阪急百貨店うめだ本店(大阪市)の地下1階で営業していた「大分中津から揚げの店 華鳥(はなどり)」で消費期限の偽装が発覚しました。消費期限を記載した弁当のラベルを、より新しい消費期限に書き換えたラベルに貼り替えるところを来店客が目撃して発覚し、このような不正は、2018年9月から約5年間にわたり、常習的に行われていたということです。

そもそも中食という販売形態に無理がある:私たちが持つべき視点

食品ロスを減らしたいというねらいで消費期限改竄がおこなわれていたことは想像するに易しですが、そもそも、惣菜を派手に陳列するデパ地下の中食やコンビニ弁当という販売形態自体が、大量消費・大量廃棄を厭わない旧代的で、現代の価値感覚にはそぐわない無理がある販売形態であるというべきです。作り置きを陳列するかぎり、品質の経時劣化の問題は不可避であり、どうしても廃棄や、よくても大幅値下げの経営上のリスクが伴ってしまいます。消費期限を延長するには、保存料の使用や包装方法の変更が検討されることもありますが、保存料を使用すれば、保存料がお客様の健康を害するおそれがあり、当然、品質バッシングが予想されますし、包装で対処しようとしても、過剰包装になりがちなど、多くの限界にぶち当たります。

百貨店のマーケティング戦略の思惑を真に受けず、惣菜コーナーは懐疑的にスルーするというのが、今日の市民感覚に基づく行動ではないでしょうか。惣菜コーナーで売っているようなおかず類は、原則として家庭の手料理でつくることにすれば、最も納得がいきますし、何らかの事情で、どうしても惣菜を買いたいというのであれば、お客様から注文をきいてから調理にとりかかるオーダー調理方式のお店で買うべきです。オーダー調理にすることで、消費期限が非常に短く、食品廃棄の主要原因のひとつとなっている作り置きを回避することができ、いつでも新鮮な商品を提供できますので、お客様の側にとっても、お店側にとってもよいというわけです。欠点を挙げるとすれば、やや手間がかかることや、お客様の待ち時間が長くなるということくらいでしょう。そのような欠点を気にするくらいでしたら、その商品には、手間や時間をかけるだけの価値がないということですから、最初から買うべきではないのです。これは、よい買い物をする方法にもなり、無駄遣いをしない節約術にもなるわけです。

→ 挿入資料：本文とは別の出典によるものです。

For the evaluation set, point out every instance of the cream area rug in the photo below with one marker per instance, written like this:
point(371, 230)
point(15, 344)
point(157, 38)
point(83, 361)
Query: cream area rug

デパートでは、その雰囲気に負けて、ついつい財布の紐が緩んでしまうという方もいるかもしれませんが、池田藩の厳格な倹約令にルーツがあるとされ、対岸の香川県と並んで日本一財布の紐が固い岡山県の出身、オカヤマンヘンな鮒には、その気持ちはわかりかねてしまいます。財布の紐が緩むということは、百貨店側のマーケティング戦略の思惑にはまっているという証拠であり、百貨店側に隙を与えてしまうことでもあります。派手な売り方をしている場面でこそ、財布の紐は固く締めましょう。